Quando você está usando a camisa do seu país, você está fazendo muito mais do que jogar bola, você representa uma pátria composta por milhões de pessoas. Essa é a grande lição que trago do futebol para o mundo empresarial: colaboradores que trabalhem em conjunto, com espírito forte, que defendem a sua companhia e que tenha os mesmos objetivos, vão criar as condições corretas para a empresa vencer.

Lembra do caso do mix de vendas do Polo que mencionei no começo da nossa conversa? Esse é um ótimo exemplo disso. Quando percebemos que o Highline era a versão que possuía mais demanda, tivemos que resolver a falta de painéis digitais. Nossa área de compras precisou pagar um pouco mais por isso, a área de marketing teve que ajustar seu programa de vendas e a produção teve que fazer mudanças na linha de montagem.

Os três indicadores individuais de cada unidade pioraram em relação às suas metas: compras pagou mais, marketing não vendeu o mix, e a manufatura levou mais horas, porém vendemos mais carros. O time ganhou. Esse deve ser espírito das pessoas: o time e seus objetivos em primeiro lugar. 

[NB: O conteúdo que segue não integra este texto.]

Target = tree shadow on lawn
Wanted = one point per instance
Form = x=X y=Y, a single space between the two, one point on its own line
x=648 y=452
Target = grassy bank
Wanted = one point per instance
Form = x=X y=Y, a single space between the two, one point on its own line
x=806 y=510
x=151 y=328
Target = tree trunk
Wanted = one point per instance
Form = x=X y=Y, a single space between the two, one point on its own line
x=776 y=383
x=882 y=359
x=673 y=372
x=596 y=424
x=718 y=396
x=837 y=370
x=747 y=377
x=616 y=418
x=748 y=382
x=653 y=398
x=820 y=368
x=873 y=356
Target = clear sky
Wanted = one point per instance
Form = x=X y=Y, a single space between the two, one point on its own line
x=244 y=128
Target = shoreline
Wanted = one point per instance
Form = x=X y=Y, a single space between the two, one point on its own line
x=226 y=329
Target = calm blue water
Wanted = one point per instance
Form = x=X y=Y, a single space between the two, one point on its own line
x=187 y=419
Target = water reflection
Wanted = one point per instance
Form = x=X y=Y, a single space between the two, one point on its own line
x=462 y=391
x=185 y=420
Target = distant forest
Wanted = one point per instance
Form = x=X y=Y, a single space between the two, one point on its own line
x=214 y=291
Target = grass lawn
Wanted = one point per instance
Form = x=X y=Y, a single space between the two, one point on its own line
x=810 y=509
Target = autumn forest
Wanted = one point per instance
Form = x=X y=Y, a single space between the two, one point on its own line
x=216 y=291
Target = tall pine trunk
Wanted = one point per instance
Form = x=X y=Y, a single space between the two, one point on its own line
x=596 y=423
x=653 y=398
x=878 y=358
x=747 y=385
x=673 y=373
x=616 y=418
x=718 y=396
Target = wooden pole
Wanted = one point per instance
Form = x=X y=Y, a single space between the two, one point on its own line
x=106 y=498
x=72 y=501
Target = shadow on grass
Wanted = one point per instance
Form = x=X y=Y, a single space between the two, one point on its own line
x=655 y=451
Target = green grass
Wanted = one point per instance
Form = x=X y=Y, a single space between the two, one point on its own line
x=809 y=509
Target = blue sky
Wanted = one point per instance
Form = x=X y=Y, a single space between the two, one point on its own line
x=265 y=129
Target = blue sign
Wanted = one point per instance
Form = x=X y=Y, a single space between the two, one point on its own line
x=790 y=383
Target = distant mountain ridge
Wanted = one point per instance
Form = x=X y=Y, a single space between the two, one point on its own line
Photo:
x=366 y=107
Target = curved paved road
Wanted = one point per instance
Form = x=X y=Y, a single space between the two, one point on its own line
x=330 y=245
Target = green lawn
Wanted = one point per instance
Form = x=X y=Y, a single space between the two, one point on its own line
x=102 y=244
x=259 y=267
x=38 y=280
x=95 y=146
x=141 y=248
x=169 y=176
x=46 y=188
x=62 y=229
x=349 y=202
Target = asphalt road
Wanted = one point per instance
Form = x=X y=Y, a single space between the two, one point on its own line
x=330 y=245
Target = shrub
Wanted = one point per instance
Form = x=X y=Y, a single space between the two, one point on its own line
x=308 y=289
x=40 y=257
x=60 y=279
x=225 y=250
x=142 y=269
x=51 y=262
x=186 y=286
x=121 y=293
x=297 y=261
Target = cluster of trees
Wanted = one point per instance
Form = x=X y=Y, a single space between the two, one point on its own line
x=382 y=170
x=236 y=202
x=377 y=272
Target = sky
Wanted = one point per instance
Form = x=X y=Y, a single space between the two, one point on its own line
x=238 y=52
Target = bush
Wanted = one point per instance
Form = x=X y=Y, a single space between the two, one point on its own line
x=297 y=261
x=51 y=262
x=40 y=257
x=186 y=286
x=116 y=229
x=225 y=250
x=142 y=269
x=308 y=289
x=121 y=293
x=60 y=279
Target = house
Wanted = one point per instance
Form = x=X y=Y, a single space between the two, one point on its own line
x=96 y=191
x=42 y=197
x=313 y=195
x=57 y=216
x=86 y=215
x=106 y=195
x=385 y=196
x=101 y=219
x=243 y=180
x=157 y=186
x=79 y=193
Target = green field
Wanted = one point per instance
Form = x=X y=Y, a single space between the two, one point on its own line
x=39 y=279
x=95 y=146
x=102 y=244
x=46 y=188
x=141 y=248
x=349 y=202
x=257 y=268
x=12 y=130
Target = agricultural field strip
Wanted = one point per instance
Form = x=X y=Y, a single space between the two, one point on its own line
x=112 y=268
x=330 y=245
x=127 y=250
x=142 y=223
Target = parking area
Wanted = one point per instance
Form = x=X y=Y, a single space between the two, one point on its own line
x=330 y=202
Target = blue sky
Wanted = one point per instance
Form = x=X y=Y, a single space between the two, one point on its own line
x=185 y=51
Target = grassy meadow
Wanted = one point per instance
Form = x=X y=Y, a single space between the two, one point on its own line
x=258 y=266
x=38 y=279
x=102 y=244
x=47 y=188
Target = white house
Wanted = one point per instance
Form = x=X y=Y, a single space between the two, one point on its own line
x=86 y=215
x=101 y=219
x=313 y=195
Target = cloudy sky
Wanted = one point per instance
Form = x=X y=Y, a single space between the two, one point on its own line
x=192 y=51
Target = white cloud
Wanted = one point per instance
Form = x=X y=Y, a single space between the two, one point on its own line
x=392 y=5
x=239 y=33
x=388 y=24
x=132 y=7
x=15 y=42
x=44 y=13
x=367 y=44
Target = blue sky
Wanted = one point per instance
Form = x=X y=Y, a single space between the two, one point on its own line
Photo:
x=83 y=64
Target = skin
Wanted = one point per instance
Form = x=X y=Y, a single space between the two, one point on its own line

Pablo Di Si chegou no meio de uma profunda crise político economica no Brasil, mas isso pode ser um fator positivo na sua missão de consolidar a Nova Volkswagen e recolocá-la como maior montadora do Brasil. Ele é um gestor competente à frente de um time motivado, comadando um ousado plano de lancamentos de produtos superiores e renovados. Quem ganha é o consumidor.